16. L'arrêt retient ensuite que le préjudice de souffrances de M. [P] est constitué, notamment, par le traumatisme subi lors de son enlèvement sous la menace de l'arme des djihadistes, dont le canon était pointé sur sa tempe, les souffrances physiques subies pendant ses trois années de détention et l'angoisse dans laquelle il a vécu, confronté à de multiples reprises à la réalité de la mort par des simulacres d'exécution.

17. Il résulte de ce qui précède qu'en rejetant la demande de M. [P] au titre du préjudice situationnel d'angoisse et en lui allouant la somme de 500 000 euros au titre des souffrances endurées, la cour d'appel, qui n'a pas réparé deux fois le même préjudice ni accordé à la victime une indemnisation excédant la somme des demandes présentées de ces chefs, n'a pas modifié les termes du litige.

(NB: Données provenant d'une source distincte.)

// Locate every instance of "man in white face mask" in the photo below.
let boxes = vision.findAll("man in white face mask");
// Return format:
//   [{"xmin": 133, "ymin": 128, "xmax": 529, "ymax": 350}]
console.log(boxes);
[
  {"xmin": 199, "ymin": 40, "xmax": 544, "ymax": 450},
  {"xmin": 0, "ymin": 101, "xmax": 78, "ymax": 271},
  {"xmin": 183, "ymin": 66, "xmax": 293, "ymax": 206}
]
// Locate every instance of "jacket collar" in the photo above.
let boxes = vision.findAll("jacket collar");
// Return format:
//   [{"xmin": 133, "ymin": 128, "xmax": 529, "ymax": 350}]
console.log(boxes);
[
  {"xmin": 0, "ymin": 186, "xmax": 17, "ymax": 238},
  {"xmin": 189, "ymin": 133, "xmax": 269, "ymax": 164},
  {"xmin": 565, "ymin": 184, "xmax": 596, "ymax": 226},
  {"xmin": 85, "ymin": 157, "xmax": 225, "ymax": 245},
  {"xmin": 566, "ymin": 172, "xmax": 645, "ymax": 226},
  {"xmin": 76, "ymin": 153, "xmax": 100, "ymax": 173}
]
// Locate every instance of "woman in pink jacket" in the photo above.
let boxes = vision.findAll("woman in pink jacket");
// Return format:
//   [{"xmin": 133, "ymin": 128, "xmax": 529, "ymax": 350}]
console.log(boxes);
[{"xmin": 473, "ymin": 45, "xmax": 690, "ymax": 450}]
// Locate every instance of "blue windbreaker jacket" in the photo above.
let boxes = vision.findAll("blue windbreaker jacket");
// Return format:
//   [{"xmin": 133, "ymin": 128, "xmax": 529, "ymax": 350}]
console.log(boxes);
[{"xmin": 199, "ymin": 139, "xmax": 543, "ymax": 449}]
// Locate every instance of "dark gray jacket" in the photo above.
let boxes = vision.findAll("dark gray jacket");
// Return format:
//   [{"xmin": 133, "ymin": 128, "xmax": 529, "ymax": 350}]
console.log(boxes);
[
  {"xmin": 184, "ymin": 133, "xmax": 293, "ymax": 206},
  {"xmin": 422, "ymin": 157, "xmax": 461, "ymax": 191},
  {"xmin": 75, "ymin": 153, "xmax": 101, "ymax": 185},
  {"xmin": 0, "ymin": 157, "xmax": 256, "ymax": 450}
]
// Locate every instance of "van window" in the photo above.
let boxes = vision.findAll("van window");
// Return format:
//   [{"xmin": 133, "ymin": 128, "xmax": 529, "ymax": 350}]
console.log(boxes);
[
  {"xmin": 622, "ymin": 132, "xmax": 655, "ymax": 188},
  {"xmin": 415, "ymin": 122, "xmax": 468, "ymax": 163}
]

18. Le moyen n'est, dès lors, pas fondé.

Sur le pourvoi incident éventuel

19. Il n'y a pas lieu de statuer sur le pourvoi incident éventuel de M. [P], devenu sans objet par suite du rejet du pourvoi principal.

PAR CES MOTIFS, la Cour :

REJETTE le pourvoi principal.

Arrêt rendu en formation de section.

- Président : M. Pireyre - Rapporteur : M. Martin - Avocat général : M. Grignon Dumoulin - Avocat(s) : SARL Boré, Salve de Bruneton et Mégret ; SCP Thouvenin, Coudray et Grévy -

Rapprochement(s) :

Ch. mixte., 25 mars 2022, pourvoi n° 20-17.072, Bull., (rejet).